AI is literally going to change everything. It's already started, don't you feel it?
Comment on *LLMs and AI art stepping over the corpse of NFTs*
kitonthenet@kbin.social 1 year agoYou lot would’ve said the same thing about self driving cars, crypto, NFTs, solar-freaking-roadways etc
Kantiberl@kbin.social 1 year ago
kitonthenet@kbin.social 1 year ago
No, and that’s exactly what the crypto, NFT, metaverse, self driving cars, solar roadways guys said. Show me
I’m not buying Sam Altmans fucking crypto coin
PlatinumPangolin@kbin.social 1 year ago
Yea, if only there were real world applications for AI. Like image/video generation and editing, text generation including code, audio processing and generation, object recognition and image classification, fraud detection, medical diagnosis, predictions in general, protein folding, or even just general data analysis. Then it might actually take off.
OpenGPT is just an LLM but that's only one small facet of AI. When people talk about AI and only mean LLMs or even one specific guy/company, it's a clear sign they don't know any more about AI than that one Vox article they read 2 months ago.
kitonthenet@kbin.social 1 year ago
Go on then, write me an app, AI boy
Kantiberl@kbin.social 1 year ago
Jesus you are dense. AI is already the most advanced and versatile tool we've ever made and it's only the beginning. They've already used LLMs to decode the brain waves of people looking at an image and were able to replicate the image JUST from brain waves and LLM algorithms. You seem like you don't want to understand just how huge AI is so I guess all I can say is wait and see. It's going to change every single thing about human society while you're blabbering on about crypto and NFTs. The ignorance of people is astounding sometimes.

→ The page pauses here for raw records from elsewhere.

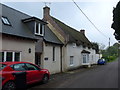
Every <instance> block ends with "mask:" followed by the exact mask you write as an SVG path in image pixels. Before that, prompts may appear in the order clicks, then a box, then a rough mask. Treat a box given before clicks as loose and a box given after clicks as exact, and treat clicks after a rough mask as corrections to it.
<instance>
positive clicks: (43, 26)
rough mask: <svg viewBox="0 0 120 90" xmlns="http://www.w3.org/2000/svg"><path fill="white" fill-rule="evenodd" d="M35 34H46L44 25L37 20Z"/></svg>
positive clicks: (40, 34) (35, 28) (37, 34)
mask: <svg viewBox="0 0 120 90" xmlns="http://www.w3.org/2000/svg"><path fill="white" fill-rule="evenodd" d="M35 34H36V35H41V36H43V35H44V25H42V24H40V23H37V22H35Z"/></svg>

kitonthenet@kbin.social 1 year ago
Why not get an AI to explain it to me then
Fried_out_Kombi@lemmy.world 1 year ago
Yeah, I’m working at a company that traditionally makes digital signal processors for telecommunications, and even we’re using AI for actual practical applications. The current project I’m working on is applying an object detection model to detect different signal types in 2D spectrograms. The old way takes like 15 minutes to scan and detect across a wide band. This technique is likely going to be an order of magnitude faster (at least based on preliminary results) and lower-power, as you only need to capture one set of samples, then let the computer vision do most of the rest. The old way to scan for signals required taking a bunch of RF samples, which was very wasteful of time and energy, but there wasn’t really an alternative until now.